Weekly fishing report
I have received some correspondence which I would like to share with you. Firstly Miranda McHardy wrote about an exciting encounter her son Andrew had at Woodend commenting ‘Last night Andrew (our son) went down to Woodend to fish with my brother George Forbes-Leith. Andrew hooked a fish, in the dark, and played it for an hour, George said there was no way it was coming in and he did not want to beach it for fear of damaging or losing it, and they had no net at this point. It got darker, George got hold of me when he found a signal and we went down with the net. It was impossible to see anything, it was pitch black and whenever we shone a torch for George to see where the fish was to net it, the fish scarpered off up the pool again away from the light. Finally George took a chance and tried to scoop it into the net as we were getting nowhere. Torch ran out of battery! And we only had a mobile. The fish fell back out as it was bigger than the diameter of the net. He had another go and tried to lift it, the handle of the net bent and tipped the net, and the fish fell back over the side free. It was Andrew’s first ever fish at Woodend and he is devastated! It was the worst feeling in the world he said when the line went slack and he realised the fish had fallen back into the river before he even saw it. It’s hard to tell how big it was as neither of them really saw it, the diameter of the net is 32″. George said it had a huge tail and that was about all he could see apart from the flashes of bright silver every now and again.’ Oh my! What a disappointment-to lose a big fish creates a wound that never seems to heal and these fish are always the ones that stay in your memory forever. Salmon angling can be the school of hard knocks and anglers have to accept these desperately sad moments when they come along.

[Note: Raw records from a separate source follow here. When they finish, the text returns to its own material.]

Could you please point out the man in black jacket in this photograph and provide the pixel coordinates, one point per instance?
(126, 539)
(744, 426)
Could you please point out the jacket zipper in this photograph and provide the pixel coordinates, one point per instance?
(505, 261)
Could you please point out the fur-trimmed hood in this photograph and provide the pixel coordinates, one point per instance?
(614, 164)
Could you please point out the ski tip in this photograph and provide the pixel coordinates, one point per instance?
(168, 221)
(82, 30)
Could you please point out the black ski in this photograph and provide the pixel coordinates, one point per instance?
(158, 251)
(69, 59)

I was pleased to receive an e-mail from Rob Fuller who writes to me annually about the Hawkins parties fishing week on a number of fishing beats. Rob advised ‘Dear Ken, the Hawkins Week Team have had another highly enjoyable week ending on Sat 15th. Thirteen of us fished on 5 beats notably Birse, Carlogie, Ballogie, Inchmarlo and Park South. Conditions were difficult with low water, high water temperatures, and strong winds on 2 days with bright sunshine yesterday. However we persevered and caught 26 salmon and grilse up to 13lbs and 4 sea trout for the week. Our biggest problem was trying to catch decent sized cocks. The River seems to be full of girls this year with very few male planks showing! This made it very difficult for us in finding suitable entries in our annual contest for the largest cock fish! The trophy was awarded to Richard Taylor for a 10lb fish which is rather less than what we were all hoping. Top rod was fortunately me, with 7 fish and 2 sea trout. We all rated Ballogie as the best beat which is verified by the fact that it is taken for a week by its own ghillie, notably the maestro himself Sean Stanton! With all good wishes for the rest of the season. Rob Fuller.’ As always please let me know how you get on during your visit to the river by dropping me an e-mail to firstname.lastname@example.org with any anecdotes and pictures about your experiences.

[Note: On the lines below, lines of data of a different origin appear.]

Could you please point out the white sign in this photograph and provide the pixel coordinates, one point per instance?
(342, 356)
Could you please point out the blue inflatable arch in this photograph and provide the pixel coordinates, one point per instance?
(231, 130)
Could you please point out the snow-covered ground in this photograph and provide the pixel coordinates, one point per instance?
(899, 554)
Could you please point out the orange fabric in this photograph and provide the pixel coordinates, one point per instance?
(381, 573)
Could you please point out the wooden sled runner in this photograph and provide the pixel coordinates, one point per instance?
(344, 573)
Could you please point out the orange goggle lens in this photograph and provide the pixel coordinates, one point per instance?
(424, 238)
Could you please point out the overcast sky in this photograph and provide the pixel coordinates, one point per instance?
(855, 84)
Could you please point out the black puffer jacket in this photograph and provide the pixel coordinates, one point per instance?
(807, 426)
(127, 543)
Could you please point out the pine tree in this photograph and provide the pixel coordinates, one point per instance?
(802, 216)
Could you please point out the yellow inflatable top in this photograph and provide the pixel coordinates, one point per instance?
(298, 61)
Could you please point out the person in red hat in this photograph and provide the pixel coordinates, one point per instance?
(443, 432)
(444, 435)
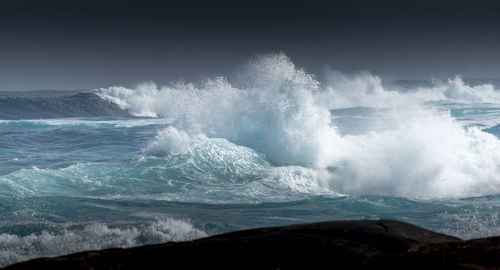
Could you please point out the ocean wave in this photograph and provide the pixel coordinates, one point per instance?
(48, 105)
(284, 114)
(15, 248)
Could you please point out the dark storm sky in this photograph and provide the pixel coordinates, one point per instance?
(89, 44)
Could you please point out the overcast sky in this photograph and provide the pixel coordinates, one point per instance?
(89, 44)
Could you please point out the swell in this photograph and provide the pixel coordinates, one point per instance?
(405, 143)
(49, 105)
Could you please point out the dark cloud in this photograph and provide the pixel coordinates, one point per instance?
(87, 44)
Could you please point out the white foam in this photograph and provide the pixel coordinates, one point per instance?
(14, 248)
(284, 113)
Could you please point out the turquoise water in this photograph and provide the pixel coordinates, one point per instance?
(118, 167)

Alec Coutts returns an autumn cock fish carefully
As has been reported to me by visiting anglers, the Ghillies are best placed to offer advice on where and how to fish on your chosen beat. Whilst water levels are quite low it will pay you to heed their counsel and follow their direction. If the Ghillie advises to fish deep, then make sure you get your fly well down. You may lose the odd fly as a result of fishing deep, but it is a small sacrifice to make in pursuit of sublime sport. I know of one talented angler who did very well last week by fishing a plain black snaelda tube slow and deep. Fly choice is as always a matter of suggestion, choice and experiment. You may wish to fish with a Dee Monkey, Black Frances or Black Snaelda, Flamethrower, Park shrimp, Calvin’s shrimp or a Red Allies shrimp. If you need to top up your supplies during the week please drop into Countrywear in Ballater, Orvis in Banchory, George Strachan’s store in Aboyne or perhaps your Ghillie may be able to provide suitable flies. Be aware that there are big fish throughout the river, some of which may have been in the river a while and are well rested. You would be wise to fish with a strong leader in case you encounter a big fish. Perhaps we may see a really big fish captured this week where I will be able to report about an exciting encounter. There are more visitors coming back to Deeside from Scandinavia as a result of a lot of rivers being closed for the season. There are still a good amount of rods available to fish the well stocked beats of the River Dee, so please make every effort to come and fish if you can before the fishing season draws to a close.